Now that you’ve taken the time to learn about your own sexual needs, it’s time to learn about the sexual needs of your partner(s). Every single person is different, so reading magazine articles that generalize about desire can only take you so far in figuring out how to create a mutually satisfying sexual experience. Many couples who are in long-term relationships attribute sexual satisfaction (and increasing sexual satisfaction over time!) to a deep understanding of their partner’s body, needs, and desires. Ask your partner to talk to you about how you can help incorporate their accelerators into your sex life, take away things that put on the brakes for them, and understand how they affect your partner.

Identify the messages you’ve been receiving about sex since you were a child.

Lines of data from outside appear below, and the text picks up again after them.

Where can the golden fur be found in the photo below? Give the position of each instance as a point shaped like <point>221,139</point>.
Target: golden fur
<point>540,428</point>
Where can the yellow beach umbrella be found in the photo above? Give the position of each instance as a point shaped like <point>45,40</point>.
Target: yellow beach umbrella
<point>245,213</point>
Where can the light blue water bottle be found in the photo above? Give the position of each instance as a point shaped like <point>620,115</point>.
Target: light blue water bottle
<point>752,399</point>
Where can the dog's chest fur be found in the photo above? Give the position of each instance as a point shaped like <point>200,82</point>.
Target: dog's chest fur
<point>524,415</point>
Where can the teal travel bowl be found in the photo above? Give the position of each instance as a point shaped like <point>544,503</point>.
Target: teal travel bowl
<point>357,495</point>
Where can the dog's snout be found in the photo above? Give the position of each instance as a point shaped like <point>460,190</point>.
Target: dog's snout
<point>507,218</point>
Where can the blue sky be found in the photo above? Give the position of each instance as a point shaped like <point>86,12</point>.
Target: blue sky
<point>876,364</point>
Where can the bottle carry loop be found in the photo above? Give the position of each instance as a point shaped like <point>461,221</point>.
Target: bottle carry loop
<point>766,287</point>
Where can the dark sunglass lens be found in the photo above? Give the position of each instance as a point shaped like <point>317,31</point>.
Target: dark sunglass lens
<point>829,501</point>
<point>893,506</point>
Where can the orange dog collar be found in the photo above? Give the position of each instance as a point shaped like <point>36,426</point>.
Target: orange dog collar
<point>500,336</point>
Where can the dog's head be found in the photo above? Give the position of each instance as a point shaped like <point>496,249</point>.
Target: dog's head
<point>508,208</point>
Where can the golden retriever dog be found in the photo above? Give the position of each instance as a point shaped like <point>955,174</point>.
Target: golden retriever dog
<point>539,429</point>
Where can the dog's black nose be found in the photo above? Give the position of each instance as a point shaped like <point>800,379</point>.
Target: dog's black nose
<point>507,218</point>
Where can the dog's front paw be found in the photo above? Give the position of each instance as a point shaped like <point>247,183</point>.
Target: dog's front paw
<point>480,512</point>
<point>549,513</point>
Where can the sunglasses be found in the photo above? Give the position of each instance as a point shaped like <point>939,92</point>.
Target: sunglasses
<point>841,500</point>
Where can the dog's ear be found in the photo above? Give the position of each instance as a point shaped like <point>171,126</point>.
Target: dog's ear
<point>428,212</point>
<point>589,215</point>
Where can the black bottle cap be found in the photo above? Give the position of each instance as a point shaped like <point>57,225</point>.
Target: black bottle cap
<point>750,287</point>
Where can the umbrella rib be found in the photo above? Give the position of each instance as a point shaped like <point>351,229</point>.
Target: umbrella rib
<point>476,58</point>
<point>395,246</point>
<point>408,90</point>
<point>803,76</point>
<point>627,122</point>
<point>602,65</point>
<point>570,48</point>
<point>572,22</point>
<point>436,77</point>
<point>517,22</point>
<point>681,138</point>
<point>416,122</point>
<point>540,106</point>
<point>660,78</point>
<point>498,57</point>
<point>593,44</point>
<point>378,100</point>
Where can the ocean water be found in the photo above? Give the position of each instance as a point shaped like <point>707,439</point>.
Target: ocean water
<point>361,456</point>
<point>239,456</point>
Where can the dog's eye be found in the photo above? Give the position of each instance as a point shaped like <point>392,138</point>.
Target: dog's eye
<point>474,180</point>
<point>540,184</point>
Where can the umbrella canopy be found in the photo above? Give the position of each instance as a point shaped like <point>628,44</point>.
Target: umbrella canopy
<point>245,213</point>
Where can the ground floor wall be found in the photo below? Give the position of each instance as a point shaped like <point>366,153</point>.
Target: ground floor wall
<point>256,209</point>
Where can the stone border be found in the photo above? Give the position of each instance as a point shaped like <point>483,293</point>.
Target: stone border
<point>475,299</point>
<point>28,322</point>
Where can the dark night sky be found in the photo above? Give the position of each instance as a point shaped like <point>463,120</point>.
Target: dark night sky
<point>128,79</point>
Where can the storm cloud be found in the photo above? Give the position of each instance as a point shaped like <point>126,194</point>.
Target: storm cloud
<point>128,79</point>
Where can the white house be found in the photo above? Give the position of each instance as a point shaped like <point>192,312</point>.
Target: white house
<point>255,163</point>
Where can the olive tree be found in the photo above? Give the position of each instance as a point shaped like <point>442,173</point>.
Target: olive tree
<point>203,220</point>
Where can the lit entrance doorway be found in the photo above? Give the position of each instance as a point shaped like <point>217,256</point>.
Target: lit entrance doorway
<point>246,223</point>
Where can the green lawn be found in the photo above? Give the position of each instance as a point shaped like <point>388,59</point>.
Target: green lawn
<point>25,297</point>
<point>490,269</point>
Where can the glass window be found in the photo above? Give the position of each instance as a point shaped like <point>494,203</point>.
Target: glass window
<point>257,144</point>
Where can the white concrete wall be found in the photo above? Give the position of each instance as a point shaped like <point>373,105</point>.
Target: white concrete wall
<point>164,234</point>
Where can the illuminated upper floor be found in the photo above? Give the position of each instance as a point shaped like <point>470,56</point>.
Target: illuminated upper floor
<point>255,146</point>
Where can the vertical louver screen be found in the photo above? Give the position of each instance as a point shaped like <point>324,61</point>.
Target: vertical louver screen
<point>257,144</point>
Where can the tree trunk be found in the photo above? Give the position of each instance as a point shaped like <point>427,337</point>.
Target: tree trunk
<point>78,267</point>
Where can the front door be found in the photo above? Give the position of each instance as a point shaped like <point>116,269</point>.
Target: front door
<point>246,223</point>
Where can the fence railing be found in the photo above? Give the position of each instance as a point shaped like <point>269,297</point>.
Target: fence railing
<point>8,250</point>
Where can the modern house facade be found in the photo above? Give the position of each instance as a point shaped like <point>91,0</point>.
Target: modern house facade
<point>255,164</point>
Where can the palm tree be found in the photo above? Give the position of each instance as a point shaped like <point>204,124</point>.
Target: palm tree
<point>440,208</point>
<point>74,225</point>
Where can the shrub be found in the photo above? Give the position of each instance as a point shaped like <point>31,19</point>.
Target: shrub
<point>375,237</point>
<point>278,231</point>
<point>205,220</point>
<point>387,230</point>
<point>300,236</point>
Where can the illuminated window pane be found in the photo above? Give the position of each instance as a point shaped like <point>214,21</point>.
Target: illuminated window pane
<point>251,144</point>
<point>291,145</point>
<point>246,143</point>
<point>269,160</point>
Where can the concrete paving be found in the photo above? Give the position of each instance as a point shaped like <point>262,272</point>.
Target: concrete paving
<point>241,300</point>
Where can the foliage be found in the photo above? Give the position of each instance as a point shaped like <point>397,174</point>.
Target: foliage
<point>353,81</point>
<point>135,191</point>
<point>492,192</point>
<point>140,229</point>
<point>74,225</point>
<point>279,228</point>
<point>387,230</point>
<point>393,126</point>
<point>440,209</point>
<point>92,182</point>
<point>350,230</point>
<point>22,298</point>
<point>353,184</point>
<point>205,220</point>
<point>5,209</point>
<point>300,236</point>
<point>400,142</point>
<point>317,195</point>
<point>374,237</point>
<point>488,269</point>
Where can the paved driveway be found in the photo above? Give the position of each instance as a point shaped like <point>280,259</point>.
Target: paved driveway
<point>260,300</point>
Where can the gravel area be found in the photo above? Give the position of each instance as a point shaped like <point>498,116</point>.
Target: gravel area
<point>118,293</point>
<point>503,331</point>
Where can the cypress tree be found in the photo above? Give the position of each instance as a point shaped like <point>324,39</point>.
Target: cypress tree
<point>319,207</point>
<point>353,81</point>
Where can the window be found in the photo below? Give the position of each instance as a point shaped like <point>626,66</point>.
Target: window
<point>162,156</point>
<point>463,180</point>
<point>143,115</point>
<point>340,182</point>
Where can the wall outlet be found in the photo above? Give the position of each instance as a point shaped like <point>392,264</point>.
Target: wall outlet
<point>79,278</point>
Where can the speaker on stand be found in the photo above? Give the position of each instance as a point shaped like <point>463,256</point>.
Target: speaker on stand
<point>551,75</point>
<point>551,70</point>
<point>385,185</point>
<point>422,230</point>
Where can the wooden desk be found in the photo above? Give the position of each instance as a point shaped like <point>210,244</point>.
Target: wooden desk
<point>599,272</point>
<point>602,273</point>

Whether you realize it or not, you’ve been receiving direct and indirect messages about what it means to be a sexual being and what is right and wrong sexually since you were young. Think back to what family members, friends, teachers, religious figures, community leaders, movies, the news, etc. explicitly told you about sex and what they indirectly taught you by attitudes and behaviors. Many children grow up receiving conflicting messages about sex, which can lead to confusion about how they should embody their sexuality. It’s worth doing a deep exploration of how all these cultural factors have contributed to how you feel about your sexual self, particularly when there is shame about parts of your sexuality.

Strengthen communication between yourself and your partner(s) inside and outside the bedroom.

Open communication is the foundation of a healthy romantic relationship and is a proven way to enhance the sexual aspects of your relationship. It’s important to be able to share openly and honestly with your partner about your own sexual needs without shaming your partner for different needs that they may have. It’s never bad to take ownership of your feelings using “I” statements (“I feel… versus “You made me feel…”) and state your own needs in a calm and respectful manner. Remember to not attack your partner’s character and to listen for understanding when they wish to talk about how they’re feeling about your sex life. Many couples who struggle to talk openly with each other about sex find that working with a therapist can help increase safety and comfort in these discussions.